Petrogenesis of two Triassic A-type intrusions in the interior of South China and their implications for tectonic transition

Abstract

The evolution of the tectonic regime that was responsible for the Indosinian granitoids in the South China Block (SCB) is still controversial. Investigations on A-type granites can provide important information regarding this tectonic evolution. A detailed study that utilizes whole-rock elemental, Sr–Nd isotopic, in situ zircon U–Pb and Lu–Hf isotopic geochemistry is conducted on the Miantuwo biotite granite in northern Guangdong Province and the Pingtian biotite monzogranite in southern Jiangxi Province, South China. The new data indicate that both the Miantuwo and Pingtian granites were emplaced at 233±2Ma and show metaluminous to slightly peraluminous A-type granite affinity. The two granites are characterized by high amounts of rare earth elements (total REEs=247ppm–557ppm and 251ppm–342ppm) and high field strength elements (Zr+Nb+Ce+Y=325ppm–605ppm and 343ppm–496ppm) and high Ga/Al ratios (10,000×Ga/Al=2.50–2.98 and 2.62–2.70).
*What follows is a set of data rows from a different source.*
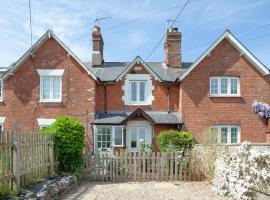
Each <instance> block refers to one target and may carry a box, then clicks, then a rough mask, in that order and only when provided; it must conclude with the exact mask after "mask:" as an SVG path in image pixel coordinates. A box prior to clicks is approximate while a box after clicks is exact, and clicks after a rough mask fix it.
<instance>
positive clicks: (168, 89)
mask: <svg viewBox="0 0 270 200" xmlns="http://www.w3.org/2000/svg"><path fill="white" fill-rule="evenodd" d="M170 90H171V85H170V84H169V86H168V113H170V112H171V108H170V107H171V97H170V96H171V95H170V93H171V92H170Z"/></svg>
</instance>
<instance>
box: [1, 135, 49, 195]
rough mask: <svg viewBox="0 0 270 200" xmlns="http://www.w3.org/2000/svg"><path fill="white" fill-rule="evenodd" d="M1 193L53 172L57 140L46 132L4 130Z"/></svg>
mask: <svg viewBox="0 0 270 200" xmlns="http://www.w3.org/2000/svg"><path fill="white" fill-rule="evenodd" d="M0 139H1V140H0V177H1V182H0V194H1V195H4V194H7V193H9V192H11V191H15V192H18V191H19V189H20V187H21V186H26V185H28V184H32V183H35V182H37V181H38V180H40V179H43V178H46V177H48V176H50V175H53V172H54V163H53V162H54V160H53V141H52V138H51V137H50V136H48V135H44V134H33V133H20V132H2V133H1V138H0Z"/></svg>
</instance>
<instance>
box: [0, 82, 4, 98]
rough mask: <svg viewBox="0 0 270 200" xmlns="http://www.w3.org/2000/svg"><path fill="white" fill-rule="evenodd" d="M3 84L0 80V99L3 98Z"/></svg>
mask: <svg viewBox="0 0 270 200" xmlns="http://www.w3.org/2000/svg"><path fill="white" fill-rule="evenodd" d="M2 84H3V83H2V80H1V79H0V98H2V92H3V91H2Z"/></svg>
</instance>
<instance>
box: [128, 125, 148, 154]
mask: <svg viewBox="0 0 270 200" xmlns="http://www.w3.org/2000/svg"><path fill="white" fill-rule="evenodd" d="M132 128H136V130H137V131H136V136H137V138H136V144H137V147H136V148H131V146H130V142H131V137H130V134H131V129H132ZM139 128H144V129H145V144H152V141H153V140H152V139H153V138H152V133H153V128H152V126H151V125H150V123H149V122H147V121H129V122H128V123H127V129H126V130H127V131H126V147H127V149H128V150H129V151H130V152H138V151H139V150H140V149H139V147H140V141H139V132H138V129H139Z"/></svg>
Calculations from a zircon saturation thermometer and apatite saturation thermometer indicate that the magmatic temperatures were 800°C–980°C for both granites. Both the Miantuwo and Pingtian granites show relatively high initial 87Sr/86Sr ratios (0.7151–0.7185 and 0.7170–0.7189), low εNd(t) values (−9.8 to −8.6 and −9.7 to −9.1) and low to moderate zircon εHf(t) values (−10.4 to −6.6 and −9.5 to −4.6). Based on these data, we suggest that these two A-type granites were derived from the partial melting of existing mafic to intermediate rocks in the lower crust in response to the underplating and/or intraplating of mantle-derived magma. Our study on the Miantuwo and Pingtian granites, alongside previous studies on other Triassic A-type granites in South China, indicates an extensional tectonic environment during the Late Triassic in the interior of the Cathaysia Block. Alongside existing geological observations and the tectonic evolution in the SCB, we suggest that the interior of the SCB was dominated by a compressional tectonic environment during the Late Permian–Middle Triassic in response to the collisions between the SCB and ambient blocks, and then a tectonic transition from this compressional environment to a post-collisional extension environment began at approximately 233Ma.